New Statesman
February 25, 2010
Stuck Record
By Fisun Güner
Billy Childish, painter, writer and prolific musician, was a founding member of the Stuckists - that minor, rather silly, anti-conceptual art movement. In 1999 they published a manifesto proclaiming that, instead of sticking a shark in formaldehyde to somehow "explore ideas about death", or embroidering tents with names of all the folk you've slept with in order to "explore ideas about intimacy", all artists must paint, and paint figuratively, too.
So, this raises the question: just what is Childish doing at the ICA, the grand old lady of conceptual art? The institute has given him his own exhibition, displaying not only his most recent paintings, but lots of archive material upstairs relating to his records, poems, novels and film work. There's a whole wall devoted to his record sleeves, including one featuring a young Tracey Emin, his one-time girlfriend, dressed as a French maid and managing to look both very bored and very minxy.
Perhaps, after decades of being of minor cultural interest - something in the tradition of the Outsider artist - Childish is finally getting the establishment recognition he deserves. Or perhaps, more cynically, the ailing ICA needs to get its attendance figures up pretty sharpish, and who better than this semi-underground cult figure to help it do that, one whose musical admirers have included Kurt Cobain, the White Stripes and, er, Kylie Minogue? (In fact, you sometimes wonder if Childish has somehow been selected to play stooge to the cool, clever guys - a naïf Henri Rousseau indulged by the real players, who, in Rousseau's case, were the early modernists.)
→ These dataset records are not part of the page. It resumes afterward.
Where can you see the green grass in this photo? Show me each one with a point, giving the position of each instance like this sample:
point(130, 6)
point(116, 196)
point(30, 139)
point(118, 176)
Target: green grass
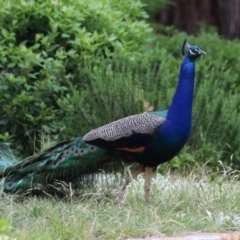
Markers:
point(179, 205)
In the main gallery you'll find his paintings: self-portraits; a painting of the Swiss writer Robert Walser, dead and taken from a forensic police photo; a still life of irises; a sad industrial landscape depicting somewhere in Rochester, Kent. All are painted with ragged, swirling, expressionistic gestures in dissonant colours. I particularly like the one of him wearing his French artist's beret - very Rousseau - and canary yellow hill-walking outfit. You might say that he's no Munch, the artist Childish most resembles here; but then you might counter that neither was Munch, really, apart from two or three of his best paintings.